A clustering low-rank approach for aero-enging bearing fault detection

Abstract

The highly overlapping distortion characteristic of high speed aero-engine bearing faults violates the fundamental assumption of popular bearing fault diagnostic techniques which assume that every impulse has a distinct exponential-decaying pattern. Therefore, a tailored clustering low rank framework (coined as CluLR) is proposed for the feature detection of aero-engine bearings. This work firstly explores the underlying prior information that fault features demonstrate multiple similarity structures in a transformed data matrix obtained through employing an elaborately designed partition operator. Then, incorporating the clustering procedure into low-rank regularization model, the proposed CluLR guarantees that different similarity information is reliably concentrated onto their matched low-rank domains, which effectively eliminates the singular value overlapping coherent pathology.
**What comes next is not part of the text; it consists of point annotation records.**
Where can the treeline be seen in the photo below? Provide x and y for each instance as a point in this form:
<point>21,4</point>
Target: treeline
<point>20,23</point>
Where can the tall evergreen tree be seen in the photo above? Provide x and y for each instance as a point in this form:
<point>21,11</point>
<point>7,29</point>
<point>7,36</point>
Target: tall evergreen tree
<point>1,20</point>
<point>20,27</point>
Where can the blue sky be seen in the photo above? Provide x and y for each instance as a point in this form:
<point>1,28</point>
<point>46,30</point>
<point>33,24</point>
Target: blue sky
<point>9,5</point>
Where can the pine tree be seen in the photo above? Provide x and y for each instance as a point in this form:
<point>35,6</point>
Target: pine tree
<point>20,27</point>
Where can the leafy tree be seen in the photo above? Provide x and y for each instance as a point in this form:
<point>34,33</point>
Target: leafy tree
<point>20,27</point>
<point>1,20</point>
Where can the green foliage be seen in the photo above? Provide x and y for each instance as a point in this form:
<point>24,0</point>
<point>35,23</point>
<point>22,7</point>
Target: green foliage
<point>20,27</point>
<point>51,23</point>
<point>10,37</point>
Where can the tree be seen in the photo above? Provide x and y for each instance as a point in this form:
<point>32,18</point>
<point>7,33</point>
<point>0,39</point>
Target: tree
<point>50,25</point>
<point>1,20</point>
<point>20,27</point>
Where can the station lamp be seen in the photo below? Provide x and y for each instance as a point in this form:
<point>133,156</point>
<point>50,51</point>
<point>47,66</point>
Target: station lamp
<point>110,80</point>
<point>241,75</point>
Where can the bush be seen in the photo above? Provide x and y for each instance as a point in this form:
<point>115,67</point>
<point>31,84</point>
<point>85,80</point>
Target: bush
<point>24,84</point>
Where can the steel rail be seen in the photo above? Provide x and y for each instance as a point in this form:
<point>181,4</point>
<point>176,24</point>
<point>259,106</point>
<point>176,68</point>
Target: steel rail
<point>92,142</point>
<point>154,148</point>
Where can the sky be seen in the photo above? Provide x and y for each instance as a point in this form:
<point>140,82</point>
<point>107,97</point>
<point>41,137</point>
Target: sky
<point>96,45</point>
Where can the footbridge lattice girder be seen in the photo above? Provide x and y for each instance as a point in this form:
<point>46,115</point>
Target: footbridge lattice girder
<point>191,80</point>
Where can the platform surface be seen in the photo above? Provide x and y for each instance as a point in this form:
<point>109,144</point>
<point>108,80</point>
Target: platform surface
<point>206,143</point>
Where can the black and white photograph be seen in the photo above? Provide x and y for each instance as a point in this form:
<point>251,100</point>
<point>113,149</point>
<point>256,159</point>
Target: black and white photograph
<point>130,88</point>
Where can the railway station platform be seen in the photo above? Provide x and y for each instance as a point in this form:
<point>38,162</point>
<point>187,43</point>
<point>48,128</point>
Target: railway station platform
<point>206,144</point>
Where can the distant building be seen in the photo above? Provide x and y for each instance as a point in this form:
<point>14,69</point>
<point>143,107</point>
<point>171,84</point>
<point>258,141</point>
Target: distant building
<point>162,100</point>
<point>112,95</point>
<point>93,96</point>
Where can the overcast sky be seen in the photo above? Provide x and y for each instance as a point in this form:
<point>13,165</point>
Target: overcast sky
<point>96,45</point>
Consequently, weak features as well as strong features could be detected simultaneously. Moreover, an alternative minimization algorithm adopted from block coordinate descent framework is developed to solve the two-stage nonsmooth and nonconvex problem. Lastly, compared with the state-of-the-art bearing diagnosis techniques, the proposed CluLR’s superiority is sufficiently verified through its application to the experimental data from an aero-engine bearing under 25000 rev/min for overlapping distorted feature detection tasks.